By Skyler Lee
I have always felt called to adopt children; although I’m not at that point in my life yet, I have researched everything I can think of related to the topic over the years so I am prepared when I do choose to adopt. I even find myself in conversations regarding the topic frequently since I’m so passionate about it. However, as I have discussed adoption with more and more people I have come to realize there are quite a few misconceptions surrounding this topic. Therefore, I would like to debunk the most common adoption myths I have encountered.
1. “No one can love my kid as much as I can. After all they won’t share a biological connection.”
Believe it or not, you can raise someone to whom you are not related and love them unconditionally and without boundaries. This premise is the entire concept behind Godparents. Many times, parents appoint their best friends to raise their children in the event something happens to them. The parents trust their close friends will love their friends’ kids just as much as they do their own (if they have their own already). Simply because they do not share genetics does not mean they are not fully capable of being great parents. Furthermore, have you ever loved a friend so much you would die for them? Have you ever fallen in love? An adoptive parent can love your child just as much as you can. In fact, many adoptive parents cannot have children naturally and they have waited their whole lives to love your child as their own.
2. “No one will want my baby. There’s already too many kids up for adoption and not enough families waiting to adopt.”
Placing your child for adoption does not have to be a guessing game. If you are the birth parents, placing your child is free and you can work with an agency to even pick the family for your child before your baby is born. You can meet with them and talk with them to ensure you are picking the perfect family. While there are many kids in foster care awaiting forever homes, most couples waiting to adopt would prefer a baby. In fact, in the United States, there are 36 adoptive families waiting to adopt for every one baby born and placed for adoption.
3. “Adoption is too expensive.”
Using an agency can be expensive, but that is never an excuse not to adopt if you feel it is your calling. There are adoption grants available and many couples have actually had their entire adoption funded through applying for this free money and doing fun fundraisers. Most applications simply require you to tell your story. Additionally, babies are more expensive to adopt because of the demand. However, there are plenty of children who have gone through the foster system who are now legally free from their parents and ready to be adopted. The last reported statistics actually show there are over 117,000 children in foster care awaiting a forever family. Adopting out of the foster system is typically cheaper than using an agency if it costs anything at all.

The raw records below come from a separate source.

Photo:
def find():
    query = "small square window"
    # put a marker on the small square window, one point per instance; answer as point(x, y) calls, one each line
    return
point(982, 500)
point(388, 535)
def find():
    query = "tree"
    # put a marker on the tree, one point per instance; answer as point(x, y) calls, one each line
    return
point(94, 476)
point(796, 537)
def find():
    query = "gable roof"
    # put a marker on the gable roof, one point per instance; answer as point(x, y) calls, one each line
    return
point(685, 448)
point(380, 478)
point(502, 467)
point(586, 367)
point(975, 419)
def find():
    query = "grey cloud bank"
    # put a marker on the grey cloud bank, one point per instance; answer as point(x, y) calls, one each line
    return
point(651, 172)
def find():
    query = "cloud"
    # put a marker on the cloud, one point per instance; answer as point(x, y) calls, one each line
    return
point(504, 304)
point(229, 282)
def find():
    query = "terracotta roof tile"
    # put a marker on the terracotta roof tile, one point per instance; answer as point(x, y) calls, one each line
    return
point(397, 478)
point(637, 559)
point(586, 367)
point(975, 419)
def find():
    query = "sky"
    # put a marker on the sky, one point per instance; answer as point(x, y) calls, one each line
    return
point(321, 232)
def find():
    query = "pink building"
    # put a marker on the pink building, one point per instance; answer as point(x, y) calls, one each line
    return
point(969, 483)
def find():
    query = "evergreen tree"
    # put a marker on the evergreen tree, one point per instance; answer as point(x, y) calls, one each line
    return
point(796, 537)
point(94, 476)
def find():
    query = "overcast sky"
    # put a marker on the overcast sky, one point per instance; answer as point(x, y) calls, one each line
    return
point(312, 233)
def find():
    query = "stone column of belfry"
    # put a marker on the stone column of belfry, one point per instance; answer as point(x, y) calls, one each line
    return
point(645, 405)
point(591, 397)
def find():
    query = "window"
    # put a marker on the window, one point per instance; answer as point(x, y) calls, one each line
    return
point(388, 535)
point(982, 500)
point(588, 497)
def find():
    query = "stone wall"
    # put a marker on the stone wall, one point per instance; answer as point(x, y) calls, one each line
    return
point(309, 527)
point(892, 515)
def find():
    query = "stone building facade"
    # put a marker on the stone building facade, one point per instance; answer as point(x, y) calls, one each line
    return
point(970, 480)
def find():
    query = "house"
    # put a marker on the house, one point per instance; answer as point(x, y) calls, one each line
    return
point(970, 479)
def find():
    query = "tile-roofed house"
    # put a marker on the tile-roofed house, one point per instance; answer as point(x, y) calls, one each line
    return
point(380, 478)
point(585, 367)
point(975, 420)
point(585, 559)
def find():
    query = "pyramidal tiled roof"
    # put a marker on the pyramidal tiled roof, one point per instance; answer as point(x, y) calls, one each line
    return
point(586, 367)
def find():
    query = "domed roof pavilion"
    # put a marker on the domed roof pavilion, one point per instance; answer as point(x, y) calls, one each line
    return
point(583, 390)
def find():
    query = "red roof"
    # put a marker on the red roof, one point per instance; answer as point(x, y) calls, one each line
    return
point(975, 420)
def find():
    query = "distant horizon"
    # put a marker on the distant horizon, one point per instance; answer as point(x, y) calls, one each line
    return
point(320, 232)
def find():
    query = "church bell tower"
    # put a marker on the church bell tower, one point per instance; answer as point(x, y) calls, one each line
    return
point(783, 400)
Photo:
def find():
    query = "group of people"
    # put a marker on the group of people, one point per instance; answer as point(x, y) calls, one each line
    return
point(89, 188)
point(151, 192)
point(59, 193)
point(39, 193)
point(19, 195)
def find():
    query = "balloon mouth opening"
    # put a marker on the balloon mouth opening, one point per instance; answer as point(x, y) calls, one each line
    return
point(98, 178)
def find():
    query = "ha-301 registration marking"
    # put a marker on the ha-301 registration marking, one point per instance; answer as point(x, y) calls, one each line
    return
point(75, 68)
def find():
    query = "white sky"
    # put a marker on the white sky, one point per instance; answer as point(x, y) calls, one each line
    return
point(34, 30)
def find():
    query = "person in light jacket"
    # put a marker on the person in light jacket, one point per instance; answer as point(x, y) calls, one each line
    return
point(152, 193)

4. “If I place my child for adoption I’ll never get to see them again.”
Many people falsely assume once you place your child for adoption you can never see them again. This is not true in all cases and is completely up to you. Open adoption is a type of adoption which allows the biological and adoptive parents to get to know each other before the baby is born and have a relationship thereafter. Though closed adoption relationships vary based on the preferences and standards set during the adoption process, you can request to have pictures, contact, and even visits with your child. In past years, many adoptions were closed, and neither biological nor adoptive parents had each other’s contact information. However, this practice has dramatically changed in recent years. In fact, according to a 2013 survey, 55% of adoptions are open.
Overall, I hope this article helps more people be at ease with both placing their children for adoption and even possibly expanding their family through adoption. I understand the process can be a scary or mysterious concept to many people but knowing the facts and even just discussing the topic openly whether that’s with a friend or caseworker is the first step in truly realizing adoption is the life-changing, life-saving, and loving option.
The views and opinions expressed in this article are those of the author and do not necessarily reflect the official position of Human Defense Initiative.